Let's start with the simplest thing, though: close game prowess. As any stat person will tell you, over the long run it's something of an illusion. Good teams will win more often than not, but they don't dominate close games. That's why a focus for Stanford was -- or should have been -- in blowing more teams out this year and hence winning more comfortably. Stanford's 3-2 in one-score games this year after going 8-2 last year. Regression to the mean, they call it. But that's the macro look. What about the micro -- what happened in this game, right now?

Whereas previously on the road the offensive line struggled by giving up too many sacks, the offensive line did not do superbly in getting push on base running plays in conventional situations. Stanford running backs averaged 3.09 yards per carry for 34 yards on first down, a sign of how well the USC defensive front did in limiting the running game for Stanford.

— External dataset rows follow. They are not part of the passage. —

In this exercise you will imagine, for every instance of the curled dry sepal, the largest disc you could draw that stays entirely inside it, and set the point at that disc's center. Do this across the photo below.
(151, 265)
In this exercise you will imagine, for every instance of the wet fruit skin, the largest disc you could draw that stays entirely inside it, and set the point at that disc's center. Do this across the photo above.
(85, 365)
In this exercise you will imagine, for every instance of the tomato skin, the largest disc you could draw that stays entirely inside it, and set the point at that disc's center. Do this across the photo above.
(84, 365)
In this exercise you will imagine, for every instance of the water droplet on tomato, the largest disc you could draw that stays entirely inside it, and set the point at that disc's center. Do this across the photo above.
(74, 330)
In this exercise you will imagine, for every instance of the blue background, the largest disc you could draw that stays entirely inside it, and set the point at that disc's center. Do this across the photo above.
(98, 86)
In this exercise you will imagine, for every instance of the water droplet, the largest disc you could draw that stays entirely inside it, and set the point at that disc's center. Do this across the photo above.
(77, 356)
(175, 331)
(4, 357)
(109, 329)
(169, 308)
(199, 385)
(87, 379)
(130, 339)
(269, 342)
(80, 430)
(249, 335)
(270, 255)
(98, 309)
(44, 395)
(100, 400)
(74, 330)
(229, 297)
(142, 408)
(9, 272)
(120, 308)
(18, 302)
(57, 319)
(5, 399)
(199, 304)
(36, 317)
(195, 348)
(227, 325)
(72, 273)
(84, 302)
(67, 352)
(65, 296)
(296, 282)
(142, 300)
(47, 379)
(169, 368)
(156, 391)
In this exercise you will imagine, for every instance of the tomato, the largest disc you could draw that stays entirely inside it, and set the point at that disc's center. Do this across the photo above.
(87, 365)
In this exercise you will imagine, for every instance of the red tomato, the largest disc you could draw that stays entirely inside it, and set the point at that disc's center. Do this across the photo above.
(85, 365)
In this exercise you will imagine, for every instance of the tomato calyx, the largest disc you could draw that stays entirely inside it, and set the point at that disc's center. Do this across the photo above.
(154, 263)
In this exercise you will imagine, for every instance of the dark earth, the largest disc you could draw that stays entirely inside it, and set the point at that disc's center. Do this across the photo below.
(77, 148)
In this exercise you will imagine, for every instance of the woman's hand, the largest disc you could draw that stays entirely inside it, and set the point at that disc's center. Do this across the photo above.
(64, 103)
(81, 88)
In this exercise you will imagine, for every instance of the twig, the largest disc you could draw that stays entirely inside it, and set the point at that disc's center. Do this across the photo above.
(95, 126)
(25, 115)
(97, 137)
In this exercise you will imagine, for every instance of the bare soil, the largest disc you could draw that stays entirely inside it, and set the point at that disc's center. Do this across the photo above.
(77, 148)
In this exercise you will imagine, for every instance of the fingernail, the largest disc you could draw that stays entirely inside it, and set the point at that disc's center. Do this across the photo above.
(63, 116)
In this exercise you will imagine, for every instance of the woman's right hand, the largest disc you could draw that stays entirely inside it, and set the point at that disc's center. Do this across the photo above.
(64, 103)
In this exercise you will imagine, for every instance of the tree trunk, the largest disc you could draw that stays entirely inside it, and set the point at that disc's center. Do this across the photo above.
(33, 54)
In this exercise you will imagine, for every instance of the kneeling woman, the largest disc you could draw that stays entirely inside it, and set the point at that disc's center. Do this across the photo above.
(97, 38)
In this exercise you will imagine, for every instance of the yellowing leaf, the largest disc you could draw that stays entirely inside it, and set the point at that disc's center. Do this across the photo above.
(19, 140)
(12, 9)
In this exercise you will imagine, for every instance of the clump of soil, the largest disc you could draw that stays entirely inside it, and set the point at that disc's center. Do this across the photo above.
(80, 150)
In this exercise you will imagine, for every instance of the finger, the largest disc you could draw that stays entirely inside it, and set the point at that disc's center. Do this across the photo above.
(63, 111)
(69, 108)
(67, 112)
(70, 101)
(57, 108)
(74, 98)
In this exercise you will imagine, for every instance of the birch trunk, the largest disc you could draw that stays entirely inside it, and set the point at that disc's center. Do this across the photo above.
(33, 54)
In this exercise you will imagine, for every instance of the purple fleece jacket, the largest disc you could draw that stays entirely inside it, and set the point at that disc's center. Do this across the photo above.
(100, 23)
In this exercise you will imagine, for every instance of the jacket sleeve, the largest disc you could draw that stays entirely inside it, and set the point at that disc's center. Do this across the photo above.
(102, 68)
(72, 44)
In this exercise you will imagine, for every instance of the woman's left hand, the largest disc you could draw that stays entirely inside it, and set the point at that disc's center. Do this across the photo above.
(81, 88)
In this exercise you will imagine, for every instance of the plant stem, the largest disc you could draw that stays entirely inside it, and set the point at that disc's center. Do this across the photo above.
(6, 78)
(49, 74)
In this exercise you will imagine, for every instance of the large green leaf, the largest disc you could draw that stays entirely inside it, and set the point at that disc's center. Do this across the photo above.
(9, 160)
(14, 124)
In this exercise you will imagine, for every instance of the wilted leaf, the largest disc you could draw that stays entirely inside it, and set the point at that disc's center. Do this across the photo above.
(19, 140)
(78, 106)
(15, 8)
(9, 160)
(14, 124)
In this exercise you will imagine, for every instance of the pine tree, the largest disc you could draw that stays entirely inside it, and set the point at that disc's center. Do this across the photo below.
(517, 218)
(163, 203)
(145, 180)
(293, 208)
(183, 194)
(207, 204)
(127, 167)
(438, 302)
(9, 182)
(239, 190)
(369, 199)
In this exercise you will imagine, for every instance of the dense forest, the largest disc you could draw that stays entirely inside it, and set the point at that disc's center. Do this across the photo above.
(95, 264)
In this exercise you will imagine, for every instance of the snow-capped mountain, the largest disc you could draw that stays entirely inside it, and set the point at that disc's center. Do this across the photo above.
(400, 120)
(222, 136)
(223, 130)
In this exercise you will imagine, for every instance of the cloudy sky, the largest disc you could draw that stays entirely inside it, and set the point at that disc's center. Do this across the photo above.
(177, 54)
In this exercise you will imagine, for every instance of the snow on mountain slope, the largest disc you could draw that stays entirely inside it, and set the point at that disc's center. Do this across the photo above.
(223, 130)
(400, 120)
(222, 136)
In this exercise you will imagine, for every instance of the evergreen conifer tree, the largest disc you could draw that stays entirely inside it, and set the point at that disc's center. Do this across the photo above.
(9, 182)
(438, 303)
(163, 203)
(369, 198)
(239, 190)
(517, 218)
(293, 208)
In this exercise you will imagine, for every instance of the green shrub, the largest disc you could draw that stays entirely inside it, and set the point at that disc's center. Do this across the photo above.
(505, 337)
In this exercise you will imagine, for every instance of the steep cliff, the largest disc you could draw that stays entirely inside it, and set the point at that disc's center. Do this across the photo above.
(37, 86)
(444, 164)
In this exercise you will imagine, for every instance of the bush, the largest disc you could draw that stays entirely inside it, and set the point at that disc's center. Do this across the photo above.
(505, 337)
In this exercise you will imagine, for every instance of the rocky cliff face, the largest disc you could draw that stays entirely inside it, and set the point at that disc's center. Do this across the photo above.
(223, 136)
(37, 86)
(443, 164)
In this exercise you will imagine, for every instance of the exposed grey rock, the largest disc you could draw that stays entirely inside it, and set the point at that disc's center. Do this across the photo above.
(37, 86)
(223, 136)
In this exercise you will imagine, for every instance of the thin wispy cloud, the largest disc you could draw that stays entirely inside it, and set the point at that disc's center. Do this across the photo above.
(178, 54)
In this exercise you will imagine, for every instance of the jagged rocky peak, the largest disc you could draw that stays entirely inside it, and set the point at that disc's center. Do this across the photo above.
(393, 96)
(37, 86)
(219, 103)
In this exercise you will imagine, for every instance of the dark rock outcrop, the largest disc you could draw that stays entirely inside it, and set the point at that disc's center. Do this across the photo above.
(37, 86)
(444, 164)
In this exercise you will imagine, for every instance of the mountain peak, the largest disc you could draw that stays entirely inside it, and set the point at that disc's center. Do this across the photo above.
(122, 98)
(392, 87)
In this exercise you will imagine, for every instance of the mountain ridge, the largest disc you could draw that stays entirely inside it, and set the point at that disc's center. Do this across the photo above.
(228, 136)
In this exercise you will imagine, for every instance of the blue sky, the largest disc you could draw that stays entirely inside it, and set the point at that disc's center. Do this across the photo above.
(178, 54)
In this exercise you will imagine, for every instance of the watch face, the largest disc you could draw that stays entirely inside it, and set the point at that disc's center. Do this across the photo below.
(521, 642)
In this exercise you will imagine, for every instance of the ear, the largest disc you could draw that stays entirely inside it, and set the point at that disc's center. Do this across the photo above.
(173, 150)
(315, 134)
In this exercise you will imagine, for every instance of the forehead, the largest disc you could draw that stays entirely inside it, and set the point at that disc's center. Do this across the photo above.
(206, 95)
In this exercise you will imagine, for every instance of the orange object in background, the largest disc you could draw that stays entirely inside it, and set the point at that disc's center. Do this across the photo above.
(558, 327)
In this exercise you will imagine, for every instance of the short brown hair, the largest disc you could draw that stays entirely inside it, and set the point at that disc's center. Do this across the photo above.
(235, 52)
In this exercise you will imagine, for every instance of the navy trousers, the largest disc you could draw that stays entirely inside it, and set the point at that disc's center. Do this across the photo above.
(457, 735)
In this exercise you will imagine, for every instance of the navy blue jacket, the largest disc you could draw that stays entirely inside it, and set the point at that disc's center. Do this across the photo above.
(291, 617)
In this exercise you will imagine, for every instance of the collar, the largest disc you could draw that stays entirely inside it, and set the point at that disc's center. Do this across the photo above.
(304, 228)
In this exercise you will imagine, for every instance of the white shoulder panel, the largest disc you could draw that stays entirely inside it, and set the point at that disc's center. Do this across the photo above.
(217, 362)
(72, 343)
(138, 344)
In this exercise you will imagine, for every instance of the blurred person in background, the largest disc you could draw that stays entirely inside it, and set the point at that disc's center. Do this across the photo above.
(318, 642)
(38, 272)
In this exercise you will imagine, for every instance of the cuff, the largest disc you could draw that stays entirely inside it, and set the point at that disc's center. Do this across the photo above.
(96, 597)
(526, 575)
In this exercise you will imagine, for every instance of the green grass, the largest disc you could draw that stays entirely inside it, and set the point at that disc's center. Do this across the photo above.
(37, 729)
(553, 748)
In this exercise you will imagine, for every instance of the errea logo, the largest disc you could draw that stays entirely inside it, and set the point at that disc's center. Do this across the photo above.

Containing Stanford's run game so well on first down puts the coaches in a bind, and has ever since the 2009 Big Game, when the offensive brain trust decided unwisely to continue pushing it with Toby Gerhart and away from Andrew Luck. Contrary to popular memory, in which Harbaugh did A Very Bad Thing by giving the game over to his quarterback, the mistake of the staff was in not riding Luck in unconventional situations -- throwing more on 1st down, contrary to what the defense was anticipating.

The coaches learned that particular lesson in this game against USC, seeking out alternative plays on early downs. Hogan was 5 for 6 for 6.3 YPA when throwing on first down, hardly spectacular but better than his overall average, and certainly better than base running plays. Non-base running plays called on first down averaged 6.75 yards per carry.

So on some level the ability of playcallers to mix up their plays was successful. But the offense still runs into two basic constraints, one imposed and the other conceptual. The first is that, as you've noticed, Hogan is much too erratic -- at least in the way the current offense sets him up to play. Hogan was much less monomaniacal than in the past in seeking out downfield strikes, but the fact remains that Hogan, right now, is too erratic on the road to be depended upon to produce points reliably. While he incinerated the Washington State defense, that appears to be an outlier. The question for next year is: will Hogan become more reliable on the road, or does he need to be replaced by someone who is reliable?

The conceptual problem with the offense remains the same. It's not in the playcalling, as some too easily say. (And, please, stop it with the calls for Pep Hamilton. Watch a Colts game and identify the playcalling genius at work there. If you can find it, congratulations -- they should've put you on the Higgs Boson search team.) I hope I'm not too easily convinced by my prior opinions on the offense, but issues still lie with the personnel.

Today we saw Michael Rector targeted on actual, live intermediate routes. The man whose sole role seemed to be "run down the field really fast, see what happens" got the ball in his hands on actual intermediate routes -- and guess what? Fast people turn out to be effective all over the field. A strange concept, I'll grant you, but Rector's previous per-catch average of 40 is sinking, with a deplorable dink-and-dunk average of 22 this game. There's still low-hanging fruit there, should anyone bother to pluck it. (And don't forget the not-so-bad block on Tyler Gaffney's first TD.)

Rector's quality performance underscores the mystery of the offense, which is why certain players are designated for certain roles. Whatever the depth chart says, Jordan Pratt has gotten the lion's share of wideout snaps after Montgomery in the post-Cajuste world. Why? He had a couple solid catches, but Whitfield, Rector and Kelsey Young all offer far more in athleticism. What's up with Barry J. Sanders, who was used as a solid decoy against Oregon but, to my knowledge, did not enter the field of play as an offensive player against USC?

The offensive performance bears a decent relationship to the UCLA game, in which passages of good play were speckled with enough errors to ruin the whole thing. But it's time to ask: what's gone wrong when so many errors are allowed to dominate to such a great degree?

Altogether, the offense is in a weird place. But it doesn't have to be. And that's probably the most frustrating part.